Я точно знаю: Тихомиров на нашей стороне — его протекция должна сыграть важную роль при вынесении приговора. Малышка Кэти постаралась на славу. В сущности, гнилое и бездушное создание, но, что важно, полезное!

— Она и до вас добралась, не правда ли, Богарне? Желаете стать следующей жертвой этой девчонки? Она и вас не пожалеет, будьте уверены! Графа она чудом не угробила, ее мужу повезло еще меньше, а меня… меня собственная дочь пустила по миру! Помяните мое слово, вы еще пожалеете, что заступились за нее! — князь Строгонов, отец Рианы, брызжет слюной и машет кулаками в воздухе.

Старик не дурак и прекрасно понимает, что я добьюсь своего. Но как же сильно мне хочется подняться и ударить этого подлеца!

Разворачиваюсь к нему лицом, прищуриваюсь и задаю всего один вопрос.

— Что ж, я вижу, что она все-таки не смогла лишить вас самого дорого и ценного в жизни настоящего офицера, не так ли? — насмешливо киваю, подразумевая висящие на груди князя награды.

Старик краснеет, но тут же умолкает, глаза пылают лютой ненавистью и… наполняются страхом. Да, он правильно понял мой намек: я могу лишить его этих орденов, а значит, окончательно порушить его офицерскую честь, втоптать в грязь, закрыть двери во все приличные дома этого города и любого другого. Раздавить такого червяка, как он, будет приятно и не так уж сложно! Он сам роет себе яму и уже давно… Пожалуй, я так и сделаю, но не сразу, постепенно… пусть он поверит, что ему все сошло с рук!

Закрываю глаза и устало потираю веки. Последние недели несколько вымотали и меня.

«И что теперь? Она станет твоей игрушкой, не так ли? Ручной, с коротким поводком, чтобы не убегала и не смотрела по сторонам? Знаешь, это будет забавно… когда ты опять разочаруешься и поймешь, что так надрывался… зря! О, а как трогательно она плакала! Кто знает, что на самом деле произошло между ними в ту ночь, Олли?
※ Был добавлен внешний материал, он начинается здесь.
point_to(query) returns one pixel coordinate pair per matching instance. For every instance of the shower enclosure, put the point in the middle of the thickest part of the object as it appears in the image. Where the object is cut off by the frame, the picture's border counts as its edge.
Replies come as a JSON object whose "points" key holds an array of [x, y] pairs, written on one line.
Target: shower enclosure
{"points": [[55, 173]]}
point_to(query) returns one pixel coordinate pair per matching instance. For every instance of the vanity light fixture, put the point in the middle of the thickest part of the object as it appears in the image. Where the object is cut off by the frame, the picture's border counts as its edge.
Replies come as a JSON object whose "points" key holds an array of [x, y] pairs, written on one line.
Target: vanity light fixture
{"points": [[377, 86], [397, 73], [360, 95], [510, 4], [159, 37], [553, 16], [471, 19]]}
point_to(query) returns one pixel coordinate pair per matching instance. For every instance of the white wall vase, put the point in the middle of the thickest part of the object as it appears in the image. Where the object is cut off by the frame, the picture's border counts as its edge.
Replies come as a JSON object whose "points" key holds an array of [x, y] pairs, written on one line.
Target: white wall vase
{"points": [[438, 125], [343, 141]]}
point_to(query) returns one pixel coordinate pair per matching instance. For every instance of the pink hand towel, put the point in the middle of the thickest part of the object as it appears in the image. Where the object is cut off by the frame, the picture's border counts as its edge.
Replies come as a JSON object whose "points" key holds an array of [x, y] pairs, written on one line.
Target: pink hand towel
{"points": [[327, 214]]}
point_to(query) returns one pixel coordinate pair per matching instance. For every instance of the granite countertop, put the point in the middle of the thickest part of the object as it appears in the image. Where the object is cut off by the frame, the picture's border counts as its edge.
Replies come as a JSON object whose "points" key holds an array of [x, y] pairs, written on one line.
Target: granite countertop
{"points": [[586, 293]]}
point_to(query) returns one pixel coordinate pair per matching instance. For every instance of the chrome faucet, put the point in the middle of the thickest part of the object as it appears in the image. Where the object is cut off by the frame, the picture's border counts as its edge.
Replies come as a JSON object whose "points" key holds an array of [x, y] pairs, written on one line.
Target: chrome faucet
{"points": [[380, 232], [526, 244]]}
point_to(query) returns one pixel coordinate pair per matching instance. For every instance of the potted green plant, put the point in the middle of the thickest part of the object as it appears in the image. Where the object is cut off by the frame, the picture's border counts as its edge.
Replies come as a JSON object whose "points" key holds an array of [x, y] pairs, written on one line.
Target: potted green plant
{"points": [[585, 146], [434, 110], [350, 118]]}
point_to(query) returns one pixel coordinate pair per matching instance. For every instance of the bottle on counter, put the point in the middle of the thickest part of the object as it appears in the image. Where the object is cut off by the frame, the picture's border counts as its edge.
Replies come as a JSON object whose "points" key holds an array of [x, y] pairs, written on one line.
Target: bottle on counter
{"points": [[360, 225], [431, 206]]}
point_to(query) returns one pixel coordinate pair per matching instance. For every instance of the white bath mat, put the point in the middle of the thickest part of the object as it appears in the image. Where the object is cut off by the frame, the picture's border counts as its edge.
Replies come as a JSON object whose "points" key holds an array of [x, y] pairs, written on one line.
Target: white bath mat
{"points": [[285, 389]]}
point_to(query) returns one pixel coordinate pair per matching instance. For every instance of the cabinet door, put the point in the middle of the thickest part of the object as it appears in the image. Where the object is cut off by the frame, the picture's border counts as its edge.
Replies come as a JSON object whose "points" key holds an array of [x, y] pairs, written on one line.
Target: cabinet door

Возможно, графиня все же его любит, м?» — Амалия смеется, но сегодня ее голос я ощущаю, как неразборчивый шепот.

Образ супруги меркнет, перестает быть осязаемым и становится прозрачным, потому что я все еще думаю о бойкой девочке — ужасно хрупкой, ранимой и в то же время сильной и несгибаемой! Я вижу ее потускневшие и измученные глаза, и мне не терпится вернуться и забрать ее боль, стереть с ее лица тоску и несчастье, осветить его улыбкой, вернуть блеск глазам и услышать живой и искренний смех…

Глава 23

Я лежу в теплой и ну очень мягкой постели и просто не могу свыкнуться с мыслью, что все закончилось. Точнее не все, конечно, (страшно подумать о том, что меня ждет впереди!), но тюрьма, запах плесени, холод, пробирающий до костей, наконец-то, ПОЗАДИ! Пожалуй, лучше оттянуть момент пробуждения, хотя бы на чуть-чуть!

— Риана Николаевна, вы уже пришли в себя? Будьте добры откройте глаза и ответьте на мои вопросы! Мы должны разобраться, что с вами происходит! — голос доктора Градова заставляет меня вздрогнуть и зажмуриться.

Ну, вот опять. Началось! Не хочу никаких расспросов и суеты, хочу побыть еще немного в тишине и тепле и чтобы меня никто не трогал, совсем… Натягиваю одеяло на голову и, как маленький ребенок, прячусь, бегу от реальности, которая все равно вот-вот настигнет.

Желудок скручивает в болезненном спазме, и я с протяжным стоном недовольства отбрасываю одеяло в сторону, убираю с лица взлохмаченные пряди и с приличной долей раздражения смотрю в глаза мужчины, сидящего напротив.

Пожилой седовласый старичок с забавными усами дружелюбно улыбается мне в ответ.

— Сон явно пошел вам на пользу! — произносит он.

— Эта постель явно пошла мне на пользу! — ворчливо отзываюсь я.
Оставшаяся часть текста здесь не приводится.